Uma série de observações recentes do ministro da Educação chinês Yuan Guiren deixou preocupados muitos indivíduos na China que apoiam a liberdade de pensamento: de acordo com Yuan, livros e pensamentos “ocidentais” devem ser banidos das escolas chinesas.
“Maior gestão deve ser aplicada no uso de materiais de ensino de origem ocidental”, disse Yuan, segundo a Xinhua, uma mídia estatal porta-voz do regime chinês.
“Materiais que divulgam os valores ocidentais estão proibidos em nossas salas de aula.” Yuan se reunia em Pequim com representantes de universidades de toda a China.
Entre as farpas em seu discurso havia essa: “Ataque verbal ou difamação dirigidos a dirigentes do Partido Comunista ou discussões que criticam o socialismo nunca devem ser permitidos nas salas de aula.”
Se essa política será realmente implementada não está claro. Isso pode apresentar um desafio formidável, considerando que os textos ocidentais são amplamente utilizados em universidades chinesas.
Por exemplo, a Universidade de Pequim, uma das mais prestigiadas instituições de ensino na China, lista em seu website vários livros ocidentais que recomenda aos alunos como referência para o exame de admissão do programa de relações internacionais.
Mas inclusive Yuan Guiren endossou textos “ocidentais” incômodos até recentemente, quando em 2011 ele disse: “Para dar impulso à reforma, devemos nos abrir, permitindo que a educação chinesa sinta a pressão do sistema de ensino estrangeiro.”
Ele falava numa reunião de educação durante a Conferência Consultiva Política Popular em 3 de março. Em resposta a quaisquer preocupações de que pensamentos ocidentais perigosos invadiriam a China, Yuan disse: “Não há risco, pois isso está ocorrendo em nossa terra, onde existe o Partido Comunista.”
Enfim, o que é “ocidental”?
Uma ironia associada com as observações de Yuan Guiren não passou despercebida e foi motivo de escárnio entre internautas chineses e comentaristas políticos, considerando que o próprio Partido Comunista Chinês se baseia nos princípios do marxismo-leninismo, filosofias distintamente ocidentais.
Shen Kui, professor de Direito na Universidade de Pequim, abordou esse ponto num post que Yuan deve esclarecer a linha divisória entre “valores ocidentais” e “valores chineses”, uma vez que a própria Constituição da República Popular da China estipula que as massas devem ser educadas com base no marxismo, internacionalismo e comunismo, todas essas ideologias que se originaram no Ocidente.
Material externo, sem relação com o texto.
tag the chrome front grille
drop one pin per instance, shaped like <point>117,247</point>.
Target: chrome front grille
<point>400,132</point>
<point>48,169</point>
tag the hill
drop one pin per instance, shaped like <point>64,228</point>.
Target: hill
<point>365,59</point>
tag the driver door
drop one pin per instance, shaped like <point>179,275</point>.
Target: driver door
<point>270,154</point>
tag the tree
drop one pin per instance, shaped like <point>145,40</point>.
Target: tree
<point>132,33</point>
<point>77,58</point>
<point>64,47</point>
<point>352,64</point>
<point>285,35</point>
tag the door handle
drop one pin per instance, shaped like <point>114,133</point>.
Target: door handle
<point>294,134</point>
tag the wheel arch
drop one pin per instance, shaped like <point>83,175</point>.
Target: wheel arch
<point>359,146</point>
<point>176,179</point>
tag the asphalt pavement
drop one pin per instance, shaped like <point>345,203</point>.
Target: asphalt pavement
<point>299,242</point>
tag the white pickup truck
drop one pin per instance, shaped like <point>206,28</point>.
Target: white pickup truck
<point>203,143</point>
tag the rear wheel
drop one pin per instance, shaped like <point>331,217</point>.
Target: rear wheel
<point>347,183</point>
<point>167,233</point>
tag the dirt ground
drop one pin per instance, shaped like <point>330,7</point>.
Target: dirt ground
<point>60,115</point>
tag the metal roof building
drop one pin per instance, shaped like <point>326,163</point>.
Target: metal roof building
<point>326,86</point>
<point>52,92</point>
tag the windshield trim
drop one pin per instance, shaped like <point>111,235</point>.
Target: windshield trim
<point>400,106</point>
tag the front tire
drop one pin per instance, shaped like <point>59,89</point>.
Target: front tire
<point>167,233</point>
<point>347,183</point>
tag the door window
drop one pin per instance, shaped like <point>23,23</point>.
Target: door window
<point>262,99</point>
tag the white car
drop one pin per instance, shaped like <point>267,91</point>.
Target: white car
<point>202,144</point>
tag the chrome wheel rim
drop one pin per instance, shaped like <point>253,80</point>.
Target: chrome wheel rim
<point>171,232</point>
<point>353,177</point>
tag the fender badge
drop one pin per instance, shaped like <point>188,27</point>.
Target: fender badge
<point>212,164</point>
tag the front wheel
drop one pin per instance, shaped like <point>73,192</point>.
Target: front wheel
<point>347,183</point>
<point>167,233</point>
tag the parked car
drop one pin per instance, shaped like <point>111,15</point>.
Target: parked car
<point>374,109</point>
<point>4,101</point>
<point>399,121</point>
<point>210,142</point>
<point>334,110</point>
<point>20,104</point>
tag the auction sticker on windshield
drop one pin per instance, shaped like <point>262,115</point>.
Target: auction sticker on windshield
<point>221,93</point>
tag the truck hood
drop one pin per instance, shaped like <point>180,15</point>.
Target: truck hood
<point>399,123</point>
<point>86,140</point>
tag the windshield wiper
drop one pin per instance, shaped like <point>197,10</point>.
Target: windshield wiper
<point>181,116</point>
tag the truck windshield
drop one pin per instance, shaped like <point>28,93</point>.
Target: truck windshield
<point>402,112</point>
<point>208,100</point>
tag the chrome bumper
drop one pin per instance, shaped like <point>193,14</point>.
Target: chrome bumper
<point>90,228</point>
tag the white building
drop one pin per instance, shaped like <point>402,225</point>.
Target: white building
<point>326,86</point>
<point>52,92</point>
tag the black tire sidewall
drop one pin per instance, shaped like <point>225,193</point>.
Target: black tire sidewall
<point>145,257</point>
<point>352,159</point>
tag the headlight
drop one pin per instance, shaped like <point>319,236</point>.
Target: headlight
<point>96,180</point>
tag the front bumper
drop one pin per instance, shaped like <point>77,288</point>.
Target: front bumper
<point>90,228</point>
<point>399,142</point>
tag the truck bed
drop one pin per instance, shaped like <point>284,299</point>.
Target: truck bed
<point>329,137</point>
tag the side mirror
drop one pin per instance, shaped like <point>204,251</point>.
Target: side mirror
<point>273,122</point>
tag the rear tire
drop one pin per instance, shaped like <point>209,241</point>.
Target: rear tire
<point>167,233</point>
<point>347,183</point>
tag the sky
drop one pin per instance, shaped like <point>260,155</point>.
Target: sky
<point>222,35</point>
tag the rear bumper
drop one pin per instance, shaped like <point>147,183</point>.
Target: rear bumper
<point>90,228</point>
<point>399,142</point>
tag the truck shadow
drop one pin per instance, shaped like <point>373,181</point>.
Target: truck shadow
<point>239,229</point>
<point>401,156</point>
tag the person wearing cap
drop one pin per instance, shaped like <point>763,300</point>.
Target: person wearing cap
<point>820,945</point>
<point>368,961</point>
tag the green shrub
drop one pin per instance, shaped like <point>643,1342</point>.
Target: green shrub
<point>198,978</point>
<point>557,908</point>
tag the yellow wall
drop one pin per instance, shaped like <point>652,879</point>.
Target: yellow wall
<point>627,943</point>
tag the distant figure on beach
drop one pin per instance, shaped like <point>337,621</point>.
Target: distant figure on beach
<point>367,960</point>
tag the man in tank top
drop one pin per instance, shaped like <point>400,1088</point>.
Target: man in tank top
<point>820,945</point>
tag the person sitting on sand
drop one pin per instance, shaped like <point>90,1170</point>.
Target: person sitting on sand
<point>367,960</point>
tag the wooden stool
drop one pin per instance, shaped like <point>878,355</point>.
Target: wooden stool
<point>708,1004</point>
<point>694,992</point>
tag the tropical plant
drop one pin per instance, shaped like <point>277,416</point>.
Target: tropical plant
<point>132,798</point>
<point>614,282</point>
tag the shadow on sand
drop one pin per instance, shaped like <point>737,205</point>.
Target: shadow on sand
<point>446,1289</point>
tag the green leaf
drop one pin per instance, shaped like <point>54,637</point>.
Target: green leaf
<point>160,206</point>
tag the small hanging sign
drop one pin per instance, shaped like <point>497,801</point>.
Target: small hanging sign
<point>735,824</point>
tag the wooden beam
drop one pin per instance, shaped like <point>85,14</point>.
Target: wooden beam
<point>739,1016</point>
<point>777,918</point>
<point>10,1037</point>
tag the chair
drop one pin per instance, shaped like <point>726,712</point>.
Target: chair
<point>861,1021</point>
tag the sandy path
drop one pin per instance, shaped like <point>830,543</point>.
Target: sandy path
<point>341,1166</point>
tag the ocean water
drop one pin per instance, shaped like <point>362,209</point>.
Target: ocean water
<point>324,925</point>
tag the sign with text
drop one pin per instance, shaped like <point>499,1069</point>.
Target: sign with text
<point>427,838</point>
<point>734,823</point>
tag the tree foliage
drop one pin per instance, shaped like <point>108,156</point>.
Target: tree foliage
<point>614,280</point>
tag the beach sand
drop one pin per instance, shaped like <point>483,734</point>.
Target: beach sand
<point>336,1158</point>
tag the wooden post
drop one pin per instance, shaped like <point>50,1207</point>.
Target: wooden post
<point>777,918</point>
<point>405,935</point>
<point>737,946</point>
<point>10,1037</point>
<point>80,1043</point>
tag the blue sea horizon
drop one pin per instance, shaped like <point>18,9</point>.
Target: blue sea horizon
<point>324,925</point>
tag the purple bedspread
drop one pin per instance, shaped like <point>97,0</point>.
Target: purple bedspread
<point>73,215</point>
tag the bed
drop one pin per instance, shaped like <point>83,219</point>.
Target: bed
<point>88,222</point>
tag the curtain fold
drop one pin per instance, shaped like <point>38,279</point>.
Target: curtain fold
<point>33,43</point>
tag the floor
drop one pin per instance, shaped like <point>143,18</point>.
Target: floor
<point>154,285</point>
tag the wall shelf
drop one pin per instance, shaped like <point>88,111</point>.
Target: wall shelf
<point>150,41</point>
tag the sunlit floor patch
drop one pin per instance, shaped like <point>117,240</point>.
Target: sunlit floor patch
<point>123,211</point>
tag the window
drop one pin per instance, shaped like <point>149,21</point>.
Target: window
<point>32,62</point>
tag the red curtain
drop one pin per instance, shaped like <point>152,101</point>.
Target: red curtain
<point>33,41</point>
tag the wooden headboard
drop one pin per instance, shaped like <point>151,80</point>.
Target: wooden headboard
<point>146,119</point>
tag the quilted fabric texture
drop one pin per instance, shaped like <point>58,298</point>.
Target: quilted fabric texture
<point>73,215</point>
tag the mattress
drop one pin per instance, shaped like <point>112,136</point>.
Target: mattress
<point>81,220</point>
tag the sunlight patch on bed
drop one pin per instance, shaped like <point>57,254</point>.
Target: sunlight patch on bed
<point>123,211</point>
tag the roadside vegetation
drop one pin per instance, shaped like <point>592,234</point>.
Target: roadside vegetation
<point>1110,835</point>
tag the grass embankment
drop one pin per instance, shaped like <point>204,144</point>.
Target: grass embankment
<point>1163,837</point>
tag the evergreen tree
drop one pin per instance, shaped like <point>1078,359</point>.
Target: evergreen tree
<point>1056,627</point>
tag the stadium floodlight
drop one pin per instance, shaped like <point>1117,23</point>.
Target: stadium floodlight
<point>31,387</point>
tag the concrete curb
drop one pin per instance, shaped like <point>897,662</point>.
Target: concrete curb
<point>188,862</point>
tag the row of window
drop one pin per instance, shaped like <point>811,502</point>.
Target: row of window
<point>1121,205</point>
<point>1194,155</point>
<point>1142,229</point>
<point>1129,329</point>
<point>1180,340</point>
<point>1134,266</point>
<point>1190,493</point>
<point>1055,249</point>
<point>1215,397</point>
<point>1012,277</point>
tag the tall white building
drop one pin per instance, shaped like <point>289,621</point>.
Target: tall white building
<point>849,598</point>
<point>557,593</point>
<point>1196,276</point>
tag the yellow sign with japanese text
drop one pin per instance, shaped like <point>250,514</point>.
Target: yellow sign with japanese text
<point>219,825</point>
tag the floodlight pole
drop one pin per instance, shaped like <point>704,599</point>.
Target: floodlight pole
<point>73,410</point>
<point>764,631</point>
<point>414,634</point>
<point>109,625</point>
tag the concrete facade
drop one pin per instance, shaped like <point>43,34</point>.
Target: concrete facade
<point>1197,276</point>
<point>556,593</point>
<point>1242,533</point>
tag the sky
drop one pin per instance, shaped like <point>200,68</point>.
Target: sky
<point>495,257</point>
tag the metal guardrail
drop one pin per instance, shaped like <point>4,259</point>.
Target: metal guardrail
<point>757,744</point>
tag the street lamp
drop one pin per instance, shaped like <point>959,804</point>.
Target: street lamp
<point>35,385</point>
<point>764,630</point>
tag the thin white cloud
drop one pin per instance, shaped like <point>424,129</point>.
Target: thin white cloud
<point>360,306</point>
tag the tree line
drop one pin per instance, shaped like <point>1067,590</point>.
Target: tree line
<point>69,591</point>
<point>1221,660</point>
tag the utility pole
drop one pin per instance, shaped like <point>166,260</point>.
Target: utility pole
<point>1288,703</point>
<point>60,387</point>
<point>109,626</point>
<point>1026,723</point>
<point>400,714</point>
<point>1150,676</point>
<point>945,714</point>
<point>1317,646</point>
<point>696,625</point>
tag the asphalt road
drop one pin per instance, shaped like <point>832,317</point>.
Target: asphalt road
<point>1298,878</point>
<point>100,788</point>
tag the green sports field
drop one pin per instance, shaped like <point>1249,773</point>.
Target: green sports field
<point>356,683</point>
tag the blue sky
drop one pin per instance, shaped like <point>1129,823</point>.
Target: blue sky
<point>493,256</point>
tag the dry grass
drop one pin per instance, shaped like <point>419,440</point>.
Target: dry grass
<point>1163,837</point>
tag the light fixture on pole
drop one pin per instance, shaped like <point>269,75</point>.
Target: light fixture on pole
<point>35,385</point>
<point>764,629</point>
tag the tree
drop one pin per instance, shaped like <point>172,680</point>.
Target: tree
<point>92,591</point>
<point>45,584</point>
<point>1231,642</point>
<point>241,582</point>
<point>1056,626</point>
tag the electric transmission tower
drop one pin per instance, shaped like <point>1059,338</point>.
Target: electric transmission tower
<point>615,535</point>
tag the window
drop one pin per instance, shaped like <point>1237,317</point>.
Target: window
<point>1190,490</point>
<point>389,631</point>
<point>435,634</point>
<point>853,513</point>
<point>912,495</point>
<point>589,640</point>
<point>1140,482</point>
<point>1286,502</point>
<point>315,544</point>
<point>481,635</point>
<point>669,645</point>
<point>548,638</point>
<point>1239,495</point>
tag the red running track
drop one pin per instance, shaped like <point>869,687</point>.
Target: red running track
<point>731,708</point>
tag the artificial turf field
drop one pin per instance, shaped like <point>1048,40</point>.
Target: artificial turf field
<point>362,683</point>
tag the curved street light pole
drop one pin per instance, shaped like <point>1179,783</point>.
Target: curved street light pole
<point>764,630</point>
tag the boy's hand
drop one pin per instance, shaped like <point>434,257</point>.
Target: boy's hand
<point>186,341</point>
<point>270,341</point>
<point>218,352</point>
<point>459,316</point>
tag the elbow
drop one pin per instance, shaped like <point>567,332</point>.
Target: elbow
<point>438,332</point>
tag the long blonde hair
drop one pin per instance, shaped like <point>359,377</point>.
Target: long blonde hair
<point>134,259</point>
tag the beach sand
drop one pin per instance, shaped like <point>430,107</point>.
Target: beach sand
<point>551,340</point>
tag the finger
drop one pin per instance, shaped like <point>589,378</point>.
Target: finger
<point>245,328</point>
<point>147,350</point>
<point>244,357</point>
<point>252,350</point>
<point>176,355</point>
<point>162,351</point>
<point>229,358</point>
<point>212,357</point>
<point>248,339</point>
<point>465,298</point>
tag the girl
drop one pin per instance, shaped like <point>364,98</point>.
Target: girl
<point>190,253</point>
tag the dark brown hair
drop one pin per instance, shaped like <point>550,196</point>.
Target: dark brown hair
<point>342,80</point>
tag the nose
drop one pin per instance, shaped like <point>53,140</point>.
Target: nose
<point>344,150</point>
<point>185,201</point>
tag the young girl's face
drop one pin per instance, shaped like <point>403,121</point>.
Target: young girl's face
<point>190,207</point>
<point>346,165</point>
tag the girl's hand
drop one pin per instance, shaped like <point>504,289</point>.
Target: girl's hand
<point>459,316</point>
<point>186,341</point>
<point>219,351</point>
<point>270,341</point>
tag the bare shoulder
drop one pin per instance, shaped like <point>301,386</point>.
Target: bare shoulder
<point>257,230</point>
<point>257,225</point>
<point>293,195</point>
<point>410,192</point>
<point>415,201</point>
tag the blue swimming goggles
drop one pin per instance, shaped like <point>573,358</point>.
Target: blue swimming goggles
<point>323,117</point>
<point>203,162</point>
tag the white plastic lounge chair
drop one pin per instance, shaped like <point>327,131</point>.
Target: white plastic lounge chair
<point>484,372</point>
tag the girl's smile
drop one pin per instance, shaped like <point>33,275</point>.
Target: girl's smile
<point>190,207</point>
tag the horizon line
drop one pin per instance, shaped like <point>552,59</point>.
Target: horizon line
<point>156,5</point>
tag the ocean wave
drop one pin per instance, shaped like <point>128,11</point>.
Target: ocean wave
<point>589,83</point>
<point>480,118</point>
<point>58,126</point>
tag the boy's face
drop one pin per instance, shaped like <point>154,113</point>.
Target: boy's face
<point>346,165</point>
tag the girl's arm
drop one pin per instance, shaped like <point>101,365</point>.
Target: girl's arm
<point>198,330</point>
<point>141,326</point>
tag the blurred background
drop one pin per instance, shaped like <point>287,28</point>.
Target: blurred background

Um advogado de pseudônimo “Aotu” escreveu no Sina Weibo, uma mídia social chinesa similar ao Twitter: “As várias coisas que o ministro Yuan disse, se aplicadas, resultariam na expulsão do ‘marxismo’ da China e seu retorno à Europa.”
Outros na internet advertiram Yuan que deixasse de perder tempo com questões ideológicas irrelevantes quando há muitas outras questões mais urgentes que requerem atenção, relacionadas ao bem-estar público e à educação na China, como casos de abuso sexual nas escolas e a grande pobreza que não permite que muitos frequentem uma escola.
“Ele não disse nada sobre professores que violentam estudantes, silenciou sobre o estupro de crianças e ignorou os jovens que não podem ir à escola”, escreveu um funcionário da Escola Bangde de Shanghai no Weibo. “Agora ele se pronuncia e quer proibir que os valores ocidentais entrem nas salas de aula.”